Ahora se estrena la película completa. Aquel anticipo representaba apenas el final de la batalla de Monte Longdon, ya en pleno día. Pero esa batalla había comenzado en medio de la noche. Impresiona ver su escenificación, con la cámara deslizándose desde un caballo agonizando junto a unos cuerpos amontonados, que no sabemos si es de gente viva o muerta, cámara que más tarde se alza en una panorámica permitiendo ver toda la extensión del campo, con los grupos que se desplazan en medio de la confusión, los zumbidos constantes de las balas, que pasan como fuegos artificiales mal orientados, y los gritos desgarradores de los heridos y los acobardados, totalmente iluminados por las bengalas del enemigo y los disparos de sus propias armas. Esa gente tenía, como promedio, 19 años de edad.

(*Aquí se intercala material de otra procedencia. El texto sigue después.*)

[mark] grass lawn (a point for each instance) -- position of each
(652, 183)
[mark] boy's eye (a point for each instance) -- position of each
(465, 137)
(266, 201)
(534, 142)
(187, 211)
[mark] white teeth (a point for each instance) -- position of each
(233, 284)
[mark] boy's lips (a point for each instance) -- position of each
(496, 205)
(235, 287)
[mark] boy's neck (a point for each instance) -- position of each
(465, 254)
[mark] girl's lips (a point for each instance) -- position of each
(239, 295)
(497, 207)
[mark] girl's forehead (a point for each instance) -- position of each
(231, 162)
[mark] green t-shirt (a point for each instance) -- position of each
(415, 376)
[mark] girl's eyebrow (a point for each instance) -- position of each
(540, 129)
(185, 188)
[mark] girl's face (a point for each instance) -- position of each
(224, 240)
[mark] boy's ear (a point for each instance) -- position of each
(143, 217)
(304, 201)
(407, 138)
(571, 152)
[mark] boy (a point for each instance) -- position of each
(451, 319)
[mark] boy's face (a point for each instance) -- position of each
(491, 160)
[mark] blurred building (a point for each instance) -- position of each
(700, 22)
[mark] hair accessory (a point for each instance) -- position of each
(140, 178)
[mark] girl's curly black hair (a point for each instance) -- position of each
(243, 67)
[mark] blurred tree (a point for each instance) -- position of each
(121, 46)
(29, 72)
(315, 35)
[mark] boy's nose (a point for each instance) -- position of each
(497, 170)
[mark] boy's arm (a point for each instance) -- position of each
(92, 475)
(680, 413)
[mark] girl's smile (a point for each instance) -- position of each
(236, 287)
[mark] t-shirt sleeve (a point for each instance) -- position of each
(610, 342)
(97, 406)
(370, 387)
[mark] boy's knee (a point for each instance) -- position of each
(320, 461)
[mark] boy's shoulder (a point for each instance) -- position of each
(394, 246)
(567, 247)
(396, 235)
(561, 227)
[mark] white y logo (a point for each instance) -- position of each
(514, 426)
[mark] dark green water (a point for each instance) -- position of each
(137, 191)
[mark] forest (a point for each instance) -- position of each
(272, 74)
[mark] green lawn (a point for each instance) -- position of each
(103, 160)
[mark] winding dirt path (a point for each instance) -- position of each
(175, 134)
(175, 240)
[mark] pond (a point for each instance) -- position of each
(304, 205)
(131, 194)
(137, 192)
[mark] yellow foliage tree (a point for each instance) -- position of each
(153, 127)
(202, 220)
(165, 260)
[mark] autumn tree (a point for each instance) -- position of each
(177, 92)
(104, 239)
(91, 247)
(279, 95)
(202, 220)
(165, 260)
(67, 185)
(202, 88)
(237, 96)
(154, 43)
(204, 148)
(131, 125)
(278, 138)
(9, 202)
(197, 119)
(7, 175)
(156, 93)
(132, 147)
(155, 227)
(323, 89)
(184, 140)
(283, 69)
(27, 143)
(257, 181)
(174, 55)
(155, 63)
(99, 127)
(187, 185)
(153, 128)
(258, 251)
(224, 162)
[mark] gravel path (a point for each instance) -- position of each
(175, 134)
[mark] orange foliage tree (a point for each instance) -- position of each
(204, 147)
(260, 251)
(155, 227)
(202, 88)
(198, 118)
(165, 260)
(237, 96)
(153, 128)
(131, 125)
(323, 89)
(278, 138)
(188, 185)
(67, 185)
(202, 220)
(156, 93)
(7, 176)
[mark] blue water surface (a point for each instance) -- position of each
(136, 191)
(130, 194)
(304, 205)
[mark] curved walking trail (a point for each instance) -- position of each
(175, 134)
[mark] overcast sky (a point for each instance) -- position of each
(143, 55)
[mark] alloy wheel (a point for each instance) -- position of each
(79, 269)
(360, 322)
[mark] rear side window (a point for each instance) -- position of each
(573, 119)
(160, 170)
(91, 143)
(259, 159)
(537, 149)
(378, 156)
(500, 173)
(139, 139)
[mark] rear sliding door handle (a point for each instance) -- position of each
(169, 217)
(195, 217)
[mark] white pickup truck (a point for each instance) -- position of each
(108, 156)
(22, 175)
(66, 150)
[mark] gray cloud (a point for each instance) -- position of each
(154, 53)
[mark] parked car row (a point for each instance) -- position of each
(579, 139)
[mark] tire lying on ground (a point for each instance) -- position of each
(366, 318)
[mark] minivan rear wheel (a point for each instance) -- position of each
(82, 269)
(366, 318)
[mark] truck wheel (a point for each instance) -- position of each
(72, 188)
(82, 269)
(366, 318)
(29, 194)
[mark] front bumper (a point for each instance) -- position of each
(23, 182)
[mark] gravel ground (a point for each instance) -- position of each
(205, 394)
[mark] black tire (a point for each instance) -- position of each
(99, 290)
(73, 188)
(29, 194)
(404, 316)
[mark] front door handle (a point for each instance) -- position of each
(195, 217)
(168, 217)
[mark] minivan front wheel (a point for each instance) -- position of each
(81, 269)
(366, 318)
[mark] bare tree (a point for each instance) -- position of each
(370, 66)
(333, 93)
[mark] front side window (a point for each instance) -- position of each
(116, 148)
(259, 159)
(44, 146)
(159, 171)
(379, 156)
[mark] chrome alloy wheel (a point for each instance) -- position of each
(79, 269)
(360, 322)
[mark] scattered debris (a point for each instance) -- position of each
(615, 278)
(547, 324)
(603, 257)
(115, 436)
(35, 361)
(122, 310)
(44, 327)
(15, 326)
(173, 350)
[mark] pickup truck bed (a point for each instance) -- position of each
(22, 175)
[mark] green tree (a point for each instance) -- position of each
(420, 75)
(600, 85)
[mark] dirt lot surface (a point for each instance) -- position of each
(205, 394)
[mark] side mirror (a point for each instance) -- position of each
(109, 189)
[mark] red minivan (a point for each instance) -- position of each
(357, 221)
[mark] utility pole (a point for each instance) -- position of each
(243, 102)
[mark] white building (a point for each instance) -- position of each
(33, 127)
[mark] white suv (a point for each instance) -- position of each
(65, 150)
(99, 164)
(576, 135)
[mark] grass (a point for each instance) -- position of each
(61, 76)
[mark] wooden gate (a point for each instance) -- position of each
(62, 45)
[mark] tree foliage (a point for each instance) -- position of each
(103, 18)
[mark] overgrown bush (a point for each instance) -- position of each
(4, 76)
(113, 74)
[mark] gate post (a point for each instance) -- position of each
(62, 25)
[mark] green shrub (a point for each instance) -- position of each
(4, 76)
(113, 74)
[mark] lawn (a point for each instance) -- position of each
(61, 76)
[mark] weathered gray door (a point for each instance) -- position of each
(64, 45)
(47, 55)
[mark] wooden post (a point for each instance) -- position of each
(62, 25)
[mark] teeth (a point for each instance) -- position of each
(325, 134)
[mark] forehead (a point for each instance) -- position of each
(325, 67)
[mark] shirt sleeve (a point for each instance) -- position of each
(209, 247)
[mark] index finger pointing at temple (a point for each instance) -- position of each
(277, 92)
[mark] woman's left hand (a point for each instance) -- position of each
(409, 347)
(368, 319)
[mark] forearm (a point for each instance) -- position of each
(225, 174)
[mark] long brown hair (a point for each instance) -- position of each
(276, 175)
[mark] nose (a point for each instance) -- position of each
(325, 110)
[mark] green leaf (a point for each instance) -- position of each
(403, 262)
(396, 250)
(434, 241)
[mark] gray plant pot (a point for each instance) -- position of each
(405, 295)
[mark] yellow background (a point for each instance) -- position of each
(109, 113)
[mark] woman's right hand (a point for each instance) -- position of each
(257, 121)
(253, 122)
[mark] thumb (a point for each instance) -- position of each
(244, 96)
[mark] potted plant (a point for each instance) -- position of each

La reproducción es exacta, dicen muchos veteranos, que también ponderan varias otras escenas de fuerte nerviosismo, sobre todo para los argentinos, cualquiera sea su edad y posición ante la guerra y el servicio militar obligatorio que había entonces. Es de destacar el esfuerzo de Bauer, su gente, y sus productores (la Universidad Nacional de San Martín, el Incaa, la Provincia de San Luis, el Canal Plus de España) y también, entre otros apoyos, el premio Signis Cine en Construcción, otorgado hace un año precisamente para ayudar en la postproducción de efectos visuales y de sonido. Las de batallas son escenas muy costosas y trabajosas. Pero necesarias, para que el público pueda hacerse una idea del horror.

Doble mérito, entonces, el de esta nueva película. Recuérdese además nuestra falta de tradición en el género bélico. Hasta ahora, como momentos de gran despliegue histórico, solo podían mencionarse las breves panorámicas de «Su mejor alumno» y «Argentino hasta la muerte» (ambas sobre la Guerra de la Triple Alianza), y el humo y los fogonazos también breves de «Los chicos de la guerra», una película valiente, hecha sin ningún apoyo y casi sin ningún dinero.

Pero caben reproches. Lo ineludiblemente reprochable, y que también lamentaron los veteranos consultados, es la ausencia, en el film, de tres elementos que también figuran en el libro de
Edgardo Esteban: el cargo de conciencia del soldado que se salvó respecto a sus compañeros que cayeron, y la religiosidad y valentía de muchos militares.

Así como
Esteban denuncia el maltrato, la incapacidad, y la pequeñez moral de unos cuantos, también menciona varias veces el ejemplar comportamiento de algunos militares de carrera, como su superior, el entonces teniente coronel Carlos Alberto Quevedo, y el arrojo entusiasta de por lo menos un soldado, y habla bastante del sentimiento de religiosidad que empezó a sentir en esas circunstancias.

Dedica incluso casi una página, llena de cariño y agradecimiento, para el rosario de plástico celeste que entregaban entonces en el Ejército, y que él pidió expresamente y aún conservaba en el momento de publicar el libro.
La adaptación ha olvidado ese aspecto, aunque un plástico, aunque sea uno, bien pudo haberse incorporado sin mayor gasto al vestuario.

Lo otro, en cambio, se ve como una negación deliberada, acaso coincidente con la militancia antimilitarista de, por lo menos, uno de los adaptadores,
Miguel Bonasso, hoy miembro sin cartera del actual gobierno nacional. Así es como la canción final termina mezclando los tantos, de un modo comprensible, pero mezquino. Para equilibrar dicha mirada, conviene atender el muy buen documental de Julio Cardoso «Locos de la bandera», producido por la Comisión Permanente de Familiares de Caídos en Malvinas, con esa preciosa frase, que dice el hijo de un piloto argentino muerto en combate, «Uno es como los recuerdos que elige conservar».

Y para equilibrar ambas miradas, otro documental, «No tan nuestras», de Ramiro Longo, relato de un ex combatiente de esa misma batalla, aportando en sus recuerdos ese humorismo (ése sí, tan nuestro) que permite sobrevivir riéndonos de nuestras propias desgracias. Como bien dicen, «otra no queda».